Eine Zivilgesellschaft aus lauter Terroristen
Für kollektives Aufstoßen sorgte auch die geplante Streichung des Paragraphen 278c Abs.3 StGB. Es handelt sich um einen Paragraphen des Strafgesetzbuches der terroristische Aktivitäten eindeutig von zivilgesellschaftlichem Engagement für demokratische und rechtstaatliche Verhältnisse, sowie für Menschenrechte abgrenzt. Die Streichung hätte bewirkt dass etwa Demokratie- und Menschenrechtsaktivitsten gerichtlich als Terroristen eingestuft und auch bestraft werden könnten. Erfreulich ist an diesem Fall lediglich, dass die Regierung aufgrund des Widerstandes aus der Zivilgesellschaft, der Wissenschaft und der Opposition von der Streichung letztendlich Abstand nahm.
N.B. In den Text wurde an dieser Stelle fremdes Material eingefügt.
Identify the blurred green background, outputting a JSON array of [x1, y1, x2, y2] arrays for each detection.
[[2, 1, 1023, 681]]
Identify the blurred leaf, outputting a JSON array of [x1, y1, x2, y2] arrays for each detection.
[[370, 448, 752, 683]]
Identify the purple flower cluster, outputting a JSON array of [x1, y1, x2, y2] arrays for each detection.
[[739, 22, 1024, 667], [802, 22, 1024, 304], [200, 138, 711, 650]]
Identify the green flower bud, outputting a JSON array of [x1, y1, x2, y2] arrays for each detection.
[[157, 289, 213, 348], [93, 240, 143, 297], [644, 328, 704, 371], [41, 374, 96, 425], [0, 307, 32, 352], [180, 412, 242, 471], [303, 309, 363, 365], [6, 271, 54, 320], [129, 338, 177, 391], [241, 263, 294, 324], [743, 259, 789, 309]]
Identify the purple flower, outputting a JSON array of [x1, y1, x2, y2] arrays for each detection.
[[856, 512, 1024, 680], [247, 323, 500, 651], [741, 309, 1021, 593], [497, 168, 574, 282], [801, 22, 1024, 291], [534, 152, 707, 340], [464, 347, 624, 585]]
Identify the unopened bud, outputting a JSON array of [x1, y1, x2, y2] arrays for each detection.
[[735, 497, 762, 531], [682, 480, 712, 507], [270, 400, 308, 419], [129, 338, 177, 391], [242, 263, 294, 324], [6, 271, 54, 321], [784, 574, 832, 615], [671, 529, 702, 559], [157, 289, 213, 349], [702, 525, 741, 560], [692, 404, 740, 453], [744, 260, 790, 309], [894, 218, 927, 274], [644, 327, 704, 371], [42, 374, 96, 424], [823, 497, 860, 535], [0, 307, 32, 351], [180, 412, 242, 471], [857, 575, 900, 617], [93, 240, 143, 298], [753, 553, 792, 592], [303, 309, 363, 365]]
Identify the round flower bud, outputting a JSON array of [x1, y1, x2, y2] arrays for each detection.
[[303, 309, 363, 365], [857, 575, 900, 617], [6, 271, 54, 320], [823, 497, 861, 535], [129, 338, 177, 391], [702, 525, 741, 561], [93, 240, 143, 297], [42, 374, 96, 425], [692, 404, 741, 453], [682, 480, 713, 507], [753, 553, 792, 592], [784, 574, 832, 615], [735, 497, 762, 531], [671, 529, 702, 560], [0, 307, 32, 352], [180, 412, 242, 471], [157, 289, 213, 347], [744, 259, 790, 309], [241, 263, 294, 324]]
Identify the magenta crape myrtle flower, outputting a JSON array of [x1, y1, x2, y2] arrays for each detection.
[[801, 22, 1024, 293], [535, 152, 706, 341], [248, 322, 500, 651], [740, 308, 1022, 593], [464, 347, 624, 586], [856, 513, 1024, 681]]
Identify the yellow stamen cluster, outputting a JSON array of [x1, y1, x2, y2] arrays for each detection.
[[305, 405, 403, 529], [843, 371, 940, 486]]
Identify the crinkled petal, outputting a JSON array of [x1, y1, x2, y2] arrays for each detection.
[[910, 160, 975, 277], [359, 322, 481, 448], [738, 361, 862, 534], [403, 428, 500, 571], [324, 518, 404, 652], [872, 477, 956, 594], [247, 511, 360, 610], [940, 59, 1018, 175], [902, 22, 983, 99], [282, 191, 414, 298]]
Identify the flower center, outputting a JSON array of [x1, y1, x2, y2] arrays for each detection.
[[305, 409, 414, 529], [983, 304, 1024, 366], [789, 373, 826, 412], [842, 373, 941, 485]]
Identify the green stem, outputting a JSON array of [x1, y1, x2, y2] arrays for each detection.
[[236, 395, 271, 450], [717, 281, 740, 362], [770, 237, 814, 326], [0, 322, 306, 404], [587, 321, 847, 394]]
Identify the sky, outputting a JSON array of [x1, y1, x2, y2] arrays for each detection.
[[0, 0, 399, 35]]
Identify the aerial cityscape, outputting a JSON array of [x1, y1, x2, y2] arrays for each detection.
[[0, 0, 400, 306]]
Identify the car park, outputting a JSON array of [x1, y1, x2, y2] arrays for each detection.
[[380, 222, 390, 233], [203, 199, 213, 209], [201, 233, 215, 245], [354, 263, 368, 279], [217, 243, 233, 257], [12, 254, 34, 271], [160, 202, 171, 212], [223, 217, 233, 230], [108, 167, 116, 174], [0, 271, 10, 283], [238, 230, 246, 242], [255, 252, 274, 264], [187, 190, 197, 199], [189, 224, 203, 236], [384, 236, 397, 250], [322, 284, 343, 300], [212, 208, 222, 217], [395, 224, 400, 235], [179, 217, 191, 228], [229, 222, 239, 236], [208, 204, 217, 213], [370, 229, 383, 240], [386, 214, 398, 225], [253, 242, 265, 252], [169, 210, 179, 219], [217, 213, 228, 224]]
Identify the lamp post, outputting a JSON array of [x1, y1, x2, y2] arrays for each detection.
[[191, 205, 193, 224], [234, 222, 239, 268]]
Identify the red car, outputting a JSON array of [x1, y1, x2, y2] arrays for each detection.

Amnesty International Österreich zählt – neben mehr Demokratie!, Bündnis für Gemeinnützigkeit, Sozialwirtschaft Österreich und dem Ökobüro – zu jenen NGOs, die die geplante Strafrechtsreform mit Argusaugen mitverfolgten. Die Geschäftsführerin Annemarie Schlack erinnert in diesem Zusammenhang an die autokratischen Tendenzen in anderen Ländern: „Wir beobachten in vielen Ländern, wohin schwammige Terrorismusgesetze führen können: KritikerInnen werden eingeschüchtert, mundtot gemacht oder eingesperrt. Der Schutz von Menschenrechtsverteidigern in Österreich wäre so empfindlich geschwächt worden“.
Ein Blick gen Osten
Die Visegrad-Staaten zeigen uns deutlich vor, wohin eine autokratische und zentralistische Politik letztendlich führen kann. Der ungarische Premierminister Viktor Orban etwa führt einen dezidierten Feldzug gegen NGOs die sich für Menschenrechte und Demokratie einsetzen und aus dem Ausland unterstützt werden. Nachdem ungarische NGOs im Vorjahr per Gesetz dazu verpflichtet wurden ihre ausländischen Spenden offenzulegen wurde heuer im Juni ein neues NGO-Gesetz verabschiedet wonach sie 25 Prozent dieser Mittel an den ungarischen Staat abführen müssen. Außerdem müssen sie sich in ihren Publikationen als „Organisation, die Unterstützung aus dem Ausland erhält“ ausweisen. Begründet werden diese sogenannten „Maßnahmen zum Schutz der Bevölkerung“ offiziell damit dass diese NGOs „Einwanderung organisieren“ und dadurch „die Zusammensetzung der ungarischen Bevölkerung auf Dauer verändern wollen“.
Auch in Polen setzt sich die Regierung oft und gerne über rechtsstaatliche Prinzipien und Menschenrechte hinweg und versucht gesetzlich gegen Meinungs- und Versammlungsfreiheit vorzugehen. Friedliche Demonstranten werden gerichtlich verfolgt und Nichtregierungsorganisationen schikaniert. Nach neun Regierungsjahren und einer absoluten Mehrheit in beiden Kammern hat die Regierungspartei „Recht und Gerechtigkeit“ (PiS) ihre Wählergunst jedoch scheinbar endgültig verspielt. Die Frustration über die Arroganz der Macht führte im Vorjahr zu einem Aufruhr innerhalb der Bevölkerung und einer dezidierten Aufbruchstimmung innerhalb der Zivilgesellschaft. Massive Proteste führten letztendlich zum Veto des Staatspräsidenten gegen zwei von drei demokratiefeindlichen Reformgesetzen. Während der Proteste entstanden zudem laufend neue Organisationen und demokratische Initiativen die sich auch in einer gemeinsamen Organisationsplattform vernetzten.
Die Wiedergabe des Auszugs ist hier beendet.